The game stagnated but Preston had one more shot in their locker. With a minute left Cresswell broke down the left and crossed for Macken to head goalwards, only for Cudicini to again deny him. "I thought it was in but he made a great save," Macken said. "Without that we would be in a replay," added Petit.
Moilanen joined the fray for the corner but could only volley the ball in the air. When it came down Le Saux found Forssell and, while Preston's defence delayed the Finn long enough for the keeper to get back, it made no difference. The last time Preston were drawn here in the FA Cup, in 1969, the game was abandoned after the floodlights failed. This time only the visitors were left in the dark.

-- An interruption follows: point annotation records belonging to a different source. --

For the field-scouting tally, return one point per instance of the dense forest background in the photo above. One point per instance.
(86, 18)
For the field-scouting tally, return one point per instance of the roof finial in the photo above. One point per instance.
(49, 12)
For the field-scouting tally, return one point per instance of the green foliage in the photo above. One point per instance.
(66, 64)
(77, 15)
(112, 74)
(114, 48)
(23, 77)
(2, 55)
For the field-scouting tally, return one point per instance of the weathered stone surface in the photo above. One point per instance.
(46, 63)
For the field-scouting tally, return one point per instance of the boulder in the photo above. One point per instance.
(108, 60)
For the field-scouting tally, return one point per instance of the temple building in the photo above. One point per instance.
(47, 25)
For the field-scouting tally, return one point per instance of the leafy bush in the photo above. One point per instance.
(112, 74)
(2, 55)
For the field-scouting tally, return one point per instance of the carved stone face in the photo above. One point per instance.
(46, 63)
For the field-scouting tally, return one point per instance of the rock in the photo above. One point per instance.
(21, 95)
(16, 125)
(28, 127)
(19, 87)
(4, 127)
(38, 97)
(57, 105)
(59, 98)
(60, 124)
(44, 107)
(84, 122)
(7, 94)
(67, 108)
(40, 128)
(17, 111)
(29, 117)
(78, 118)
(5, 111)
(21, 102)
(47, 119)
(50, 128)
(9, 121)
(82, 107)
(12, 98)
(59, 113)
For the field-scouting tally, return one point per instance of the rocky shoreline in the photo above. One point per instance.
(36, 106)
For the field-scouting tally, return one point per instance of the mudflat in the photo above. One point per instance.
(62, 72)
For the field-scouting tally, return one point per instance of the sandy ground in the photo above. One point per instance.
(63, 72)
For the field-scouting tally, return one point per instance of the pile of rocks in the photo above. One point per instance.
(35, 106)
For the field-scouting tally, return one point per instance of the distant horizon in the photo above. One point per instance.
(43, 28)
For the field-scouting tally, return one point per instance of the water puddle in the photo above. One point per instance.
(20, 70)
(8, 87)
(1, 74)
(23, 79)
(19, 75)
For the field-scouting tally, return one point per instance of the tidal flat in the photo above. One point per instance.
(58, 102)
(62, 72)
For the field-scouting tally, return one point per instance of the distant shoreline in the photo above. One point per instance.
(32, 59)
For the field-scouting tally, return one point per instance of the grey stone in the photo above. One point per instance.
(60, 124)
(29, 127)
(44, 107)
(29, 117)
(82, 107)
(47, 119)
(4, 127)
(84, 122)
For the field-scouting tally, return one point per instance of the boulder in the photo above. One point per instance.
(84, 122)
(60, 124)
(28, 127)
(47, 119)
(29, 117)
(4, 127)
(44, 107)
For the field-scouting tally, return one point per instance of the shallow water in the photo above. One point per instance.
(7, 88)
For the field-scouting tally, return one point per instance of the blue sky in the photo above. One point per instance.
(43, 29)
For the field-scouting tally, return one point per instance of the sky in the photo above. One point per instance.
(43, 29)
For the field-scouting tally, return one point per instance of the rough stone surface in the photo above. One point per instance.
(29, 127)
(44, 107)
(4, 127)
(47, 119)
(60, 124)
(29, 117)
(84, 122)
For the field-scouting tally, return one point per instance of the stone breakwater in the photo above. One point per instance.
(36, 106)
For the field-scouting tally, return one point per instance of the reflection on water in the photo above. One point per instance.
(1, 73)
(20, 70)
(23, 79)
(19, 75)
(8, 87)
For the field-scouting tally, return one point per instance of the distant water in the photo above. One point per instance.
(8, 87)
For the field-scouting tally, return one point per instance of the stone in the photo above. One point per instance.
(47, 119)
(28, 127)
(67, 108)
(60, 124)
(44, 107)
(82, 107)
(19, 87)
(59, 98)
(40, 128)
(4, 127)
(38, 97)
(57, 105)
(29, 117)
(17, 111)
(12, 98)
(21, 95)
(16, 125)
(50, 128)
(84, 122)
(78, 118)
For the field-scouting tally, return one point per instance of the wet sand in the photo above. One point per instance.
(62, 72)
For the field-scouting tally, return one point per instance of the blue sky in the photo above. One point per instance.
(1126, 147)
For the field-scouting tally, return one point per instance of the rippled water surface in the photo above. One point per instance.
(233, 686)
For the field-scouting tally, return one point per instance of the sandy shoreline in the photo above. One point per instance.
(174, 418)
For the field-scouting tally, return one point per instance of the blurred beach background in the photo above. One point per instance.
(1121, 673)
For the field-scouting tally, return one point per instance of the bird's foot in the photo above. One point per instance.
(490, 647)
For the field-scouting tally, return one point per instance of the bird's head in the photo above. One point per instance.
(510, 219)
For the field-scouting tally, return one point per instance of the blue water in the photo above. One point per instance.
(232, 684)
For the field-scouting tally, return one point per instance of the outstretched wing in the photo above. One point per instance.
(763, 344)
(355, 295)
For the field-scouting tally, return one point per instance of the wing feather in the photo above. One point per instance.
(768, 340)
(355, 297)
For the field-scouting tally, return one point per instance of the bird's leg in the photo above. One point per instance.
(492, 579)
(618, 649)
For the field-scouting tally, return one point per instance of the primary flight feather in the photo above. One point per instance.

Goals: Cresswell (8) 0-1; Gudjohnsen (15) 1-1; Hasselbaink (24) 2-1; Forssell (90) 3-1.
Chelsea (4-4-2): Cudicini; Stanic, Desailly (Morris, 69), Petit, Babayaro; Zola (Keenan, 85), Lampard, Dalla Bona, Le Saux; Hasselbaink, Gudjohnsen (Forssell, 75). Substitutes not used: De Goey (gk), Jokanovic.
Preston North End (4-4-2): Moilanen; Alexander, Lucketti, Gregan, Edwards; Cartwright (Gudjonsson, 81), McKenna, Keane, Anderson (Healy, 64); Macken, Cresswell. Substitutes not used: Lucas (gk), Eaton, Skora.
Referee: R Styles (Waterlooville).
Bookings: Chelsea: Hasselbaink, Stanic, Petit. Preston North End: Cresswell, Gregan.
Men of the match: Hasselbaink and Cudicini.